Tuesday, September 01, 2009

Inglourious Basterds


Lots of people love INGLOURIOUS BASTERDS. They say that it’s one of Tarantino’s best films. They say it’s one of the best movies of the year.

It’s the first Tarantino film to really bother me.

The inconsistent tone, bouncing between excruciating suspense and neo-‘70s hip, kept me from settling into its groove. The performances, particularly Pitt’s painfully false Appalachian accent, Christoph Waltz’s affected silliness, and Eli Roth’s jarring presence, never felt organic. And most importantly, Tarantino’s imagining of a unit of Ike’s Army as being more despicable than Al Qaeda in Iraq, coupled with his invitation to root for this unit’s tactics as though being “on our side” made them excusable, felt like a betrayal of the American ideal.
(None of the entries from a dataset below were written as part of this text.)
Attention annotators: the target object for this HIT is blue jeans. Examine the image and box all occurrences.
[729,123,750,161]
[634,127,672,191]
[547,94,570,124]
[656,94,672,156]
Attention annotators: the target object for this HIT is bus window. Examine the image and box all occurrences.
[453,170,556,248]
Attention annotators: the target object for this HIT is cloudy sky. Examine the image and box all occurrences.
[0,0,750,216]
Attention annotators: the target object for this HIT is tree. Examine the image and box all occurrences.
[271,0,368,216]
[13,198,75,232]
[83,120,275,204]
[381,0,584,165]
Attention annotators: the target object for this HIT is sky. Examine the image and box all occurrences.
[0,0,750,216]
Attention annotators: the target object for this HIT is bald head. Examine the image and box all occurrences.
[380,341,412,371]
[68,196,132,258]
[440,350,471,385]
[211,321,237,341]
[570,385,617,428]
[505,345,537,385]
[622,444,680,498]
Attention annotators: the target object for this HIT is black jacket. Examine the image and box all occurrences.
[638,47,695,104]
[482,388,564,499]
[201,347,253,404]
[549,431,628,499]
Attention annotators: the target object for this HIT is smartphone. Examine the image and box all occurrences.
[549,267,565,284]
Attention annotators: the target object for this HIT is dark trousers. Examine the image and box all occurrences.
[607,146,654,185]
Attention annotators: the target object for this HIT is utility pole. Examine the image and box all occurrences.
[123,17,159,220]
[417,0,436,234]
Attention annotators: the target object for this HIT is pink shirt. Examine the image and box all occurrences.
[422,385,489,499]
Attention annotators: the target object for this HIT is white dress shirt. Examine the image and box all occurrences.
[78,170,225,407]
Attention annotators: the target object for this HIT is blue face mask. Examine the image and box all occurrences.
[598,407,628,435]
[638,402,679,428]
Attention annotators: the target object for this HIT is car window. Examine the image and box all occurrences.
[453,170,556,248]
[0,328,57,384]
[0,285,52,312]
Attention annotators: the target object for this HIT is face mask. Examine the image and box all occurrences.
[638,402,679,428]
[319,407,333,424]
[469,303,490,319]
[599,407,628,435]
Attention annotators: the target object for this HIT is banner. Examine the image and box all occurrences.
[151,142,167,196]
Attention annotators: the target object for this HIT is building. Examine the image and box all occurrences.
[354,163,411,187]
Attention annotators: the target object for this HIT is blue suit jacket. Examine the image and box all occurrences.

I got the feeling that Dick Cheney would have loved this movie.

The International Red Cross, the Geneva Conventions, the Law of Armed Conflict, they all exist for good reasons. They exist because of the all too human tendency to see outrages committed by “Team Us” as permissible and even commendable, particularly because “Team Them” has it coming. The reality, of course, is that combatants aren’t masterminds. Often, they’re just guys who got drafted, or who thought that signing up would be a good idea, or who were faced with the choice of putting on a uniform and maybe getting shot or refusing to wear one and definitely getting shot. INGLOURIOUS BASTERDSes ignorance of or contempt for these laws and traditions, its glorification of brutality, was just too much for me to stomach.

Now, there are some great things about this movie. Tarantino crafts an image with smoke and light that may be one of the great shots of movie history. There’s some wonderful misdirection and a refreshing willingness to defy some rules of storytelling economy.

But I just couldn’t get past the film’s ideology. It felt deeply, profoundly wrong. It felt un-American. It really bothered me.